Yes, “cozy” has become a marketing term rather than a good descriptor, and the modern cozy resembles the classic mystery the way a PT Cruiser resembles a car of the 30s.
Many writers dislike the term cozy because it is almost invariably applied to women authors. This is good in a way, because women have always bought the bulk of mysteries, but it also serves to lock out male readers. Cozies are defined by their worst examples, as Theodore Sturgeon once said about science fiction. They are feminine and fluffy and silly and bloodless and don’t have big masculine toys like guns and bombs.
Though the word is new, the separation isn’t. Dashiell Hammett and the rest of the writers at Black Mask magazine deliberately wrote for a male audience who wanted mysteries to reflect the deadly world of the mob and corrupt police that grew up under Prohibition rather than upper class killers who used undetectable exotic poisons. As Chandler said, “Hammett gave murder back to the kind of people that commit it for reasons, not just to provide a corpse; and with the means at hand, not hand-wrought dueling pistols, curare and tropical fish.”
Even the members of the Detection Club, who set the rules in the OP, were trying to get away from some of the worst excesses. Unfortunately, their “decalogue” was superseded by S. S. van Dine’s 20 rules, which were partly sensible and partly looney - good writers of the 30s and 40s broke his “rules” deliberately and created some of their best books by doing so.

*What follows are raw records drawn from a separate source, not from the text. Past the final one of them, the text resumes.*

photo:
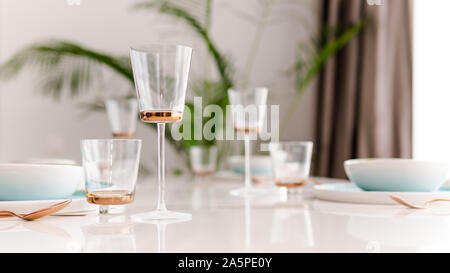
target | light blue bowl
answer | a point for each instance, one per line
(19, 182)
(396, 175)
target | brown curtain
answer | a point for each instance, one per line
(365, 91)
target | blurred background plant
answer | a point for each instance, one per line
(72, 67)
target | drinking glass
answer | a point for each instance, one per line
(161, 75)
(291, 163)
(249, 111)
(203, 160)
(110, 170)
(122, 117)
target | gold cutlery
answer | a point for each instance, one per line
(36, 214)
(401, 201)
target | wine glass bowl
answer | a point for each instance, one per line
(122, 117)
(161, 75)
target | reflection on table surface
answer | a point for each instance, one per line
(225, 223)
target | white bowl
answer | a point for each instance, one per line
(397, 175)
(38, 182)
(259, 165)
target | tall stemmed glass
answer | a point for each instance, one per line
(161, 75)
(249, 111)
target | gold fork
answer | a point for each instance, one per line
(402, 201)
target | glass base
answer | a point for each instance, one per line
(159, 216)
(254, 191)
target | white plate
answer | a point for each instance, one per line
(349, 193)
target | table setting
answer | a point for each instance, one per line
(259, 204)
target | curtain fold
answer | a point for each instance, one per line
(365, 91)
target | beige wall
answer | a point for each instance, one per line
(34, 126)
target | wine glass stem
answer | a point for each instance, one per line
(248, 182)
(161, 167)
(103, 209)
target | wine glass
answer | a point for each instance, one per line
(249, 111)
(110, 170)
(161, 75)
(122, 117)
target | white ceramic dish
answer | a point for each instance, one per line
(349, 193)
(400, 175)
(19, 182)
(259, 165)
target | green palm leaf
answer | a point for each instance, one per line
(64, 64)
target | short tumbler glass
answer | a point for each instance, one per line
(291, 163)
(110, 170)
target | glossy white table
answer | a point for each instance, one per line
(223, 223)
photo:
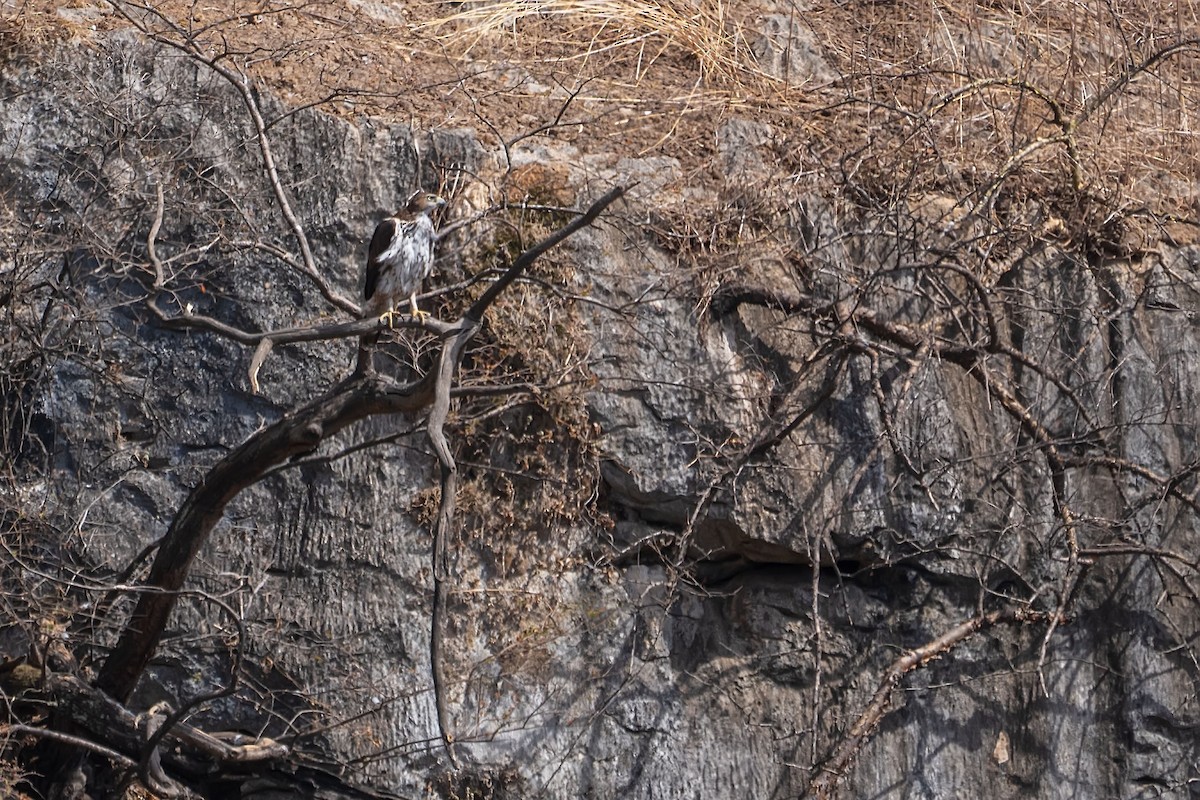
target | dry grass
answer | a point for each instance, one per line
(924, 97)
(637, 34)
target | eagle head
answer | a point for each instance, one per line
(424, 203)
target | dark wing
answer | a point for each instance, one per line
(379, 242)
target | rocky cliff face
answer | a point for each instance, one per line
(774, 449)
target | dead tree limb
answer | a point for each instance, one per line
(826, 776)
(448, 365)
(300, 432)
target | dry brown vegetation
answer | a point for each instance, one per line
(1065, 121)
(959, 91)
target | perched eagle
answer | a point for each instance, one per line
(401, 256)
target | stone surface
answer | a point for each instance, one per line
(575, 671)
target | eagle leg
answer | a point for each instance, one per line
(420, 316)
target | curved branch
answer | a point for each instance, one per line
(298, 432)
(826, 776)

The backlash to the classic mystery resulted from a change in society. After WWII nobody believed in amateur detectives. Mysteries were supposed to be solved by professionals, who were experts - police of all varieties and private eyes. Spies, who were the most professional of all, became huge in this period. Even in the Golden Age, it was hard to make amateur detectives believable, and few of the Detection Club members wrote about true amateurs. Chesterton did with Father Brown and Sayers with Wimsey, true, but these men did have professions - one was a priest and the other a peer of the realm. Look at the others’ famous detectives: Poirot was an ex-policeman; Croft’s Inspector French a current policeman; Bailey’s Reggie Fortune was a doctor who worked with the police; so was Freeman’s Dr. Thorndyke; so was Rhode’s Dr. Priestly. You have to go to Christie’s second character, Miss Marple, to find a true woman unemployed amateur. Women had to be amateurs because they couldn’t be professionals; men had to be professionals because it was unmanly not to be one.

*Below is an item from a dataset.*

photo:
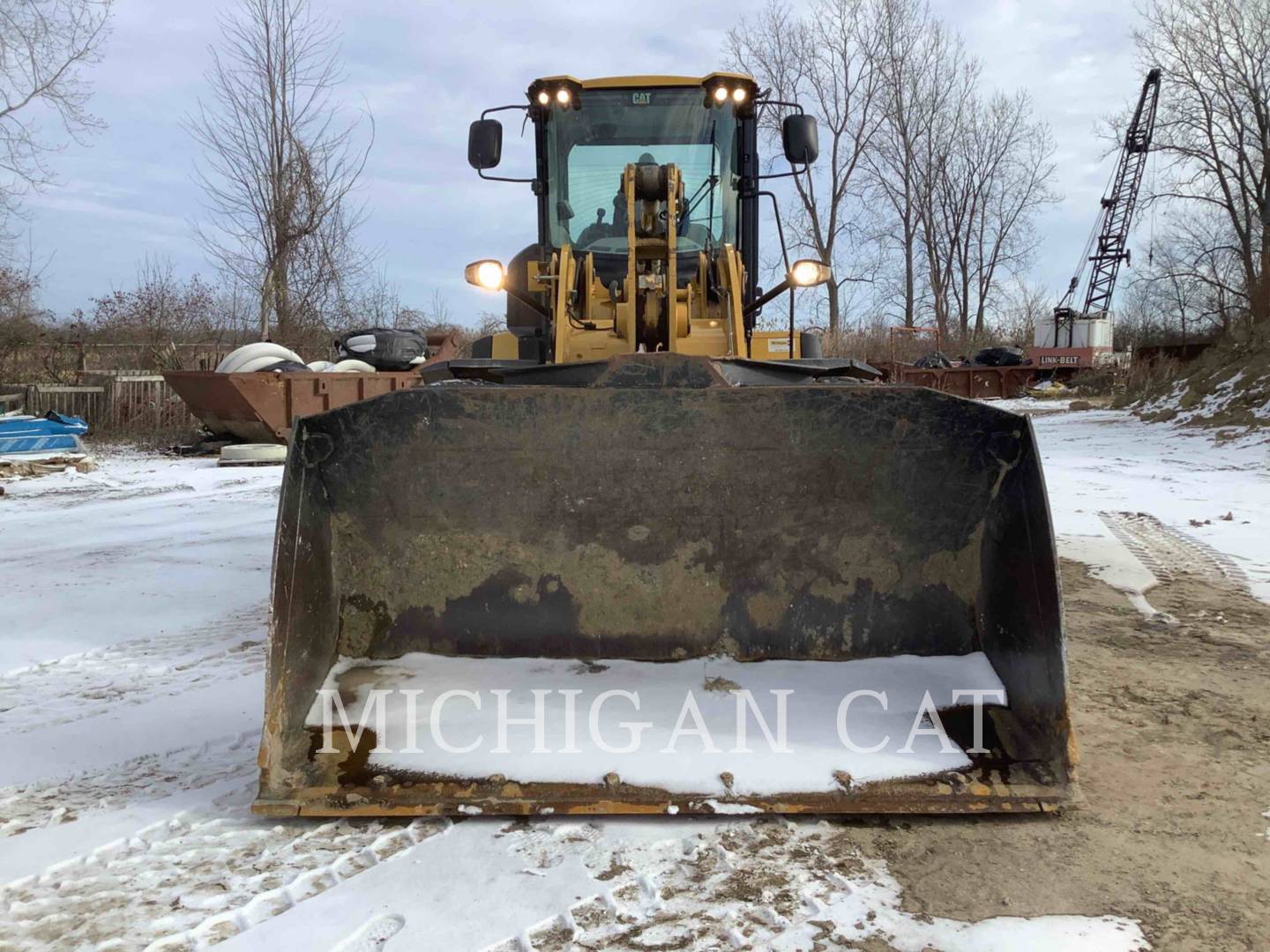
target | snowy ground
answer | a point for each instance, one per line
(131, 678)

That’s what drew women into the mystery field in recent decades - the chance to go against the male professional with amateur females. Not surprisingly, people saw the deliberate differences and put the subgenres at odds with one another, emphasizing the ends of the spectrum. There are plenty of books in the middle - Donald Westlake wrote the most masculine of hardboiled crime novels in his Parker series and also wrote as many light & funny comic crime books about amateurs who get swept up in a plot - but people like putting labels on things. There’s an equal division between science fiction “male” and fantasy “female” and it’s equally removed from reality.
Sorry. I go off too long on this stuff, but I find the history fascinating in what it says about things you wouldn’t think mere mystery categories would tell you.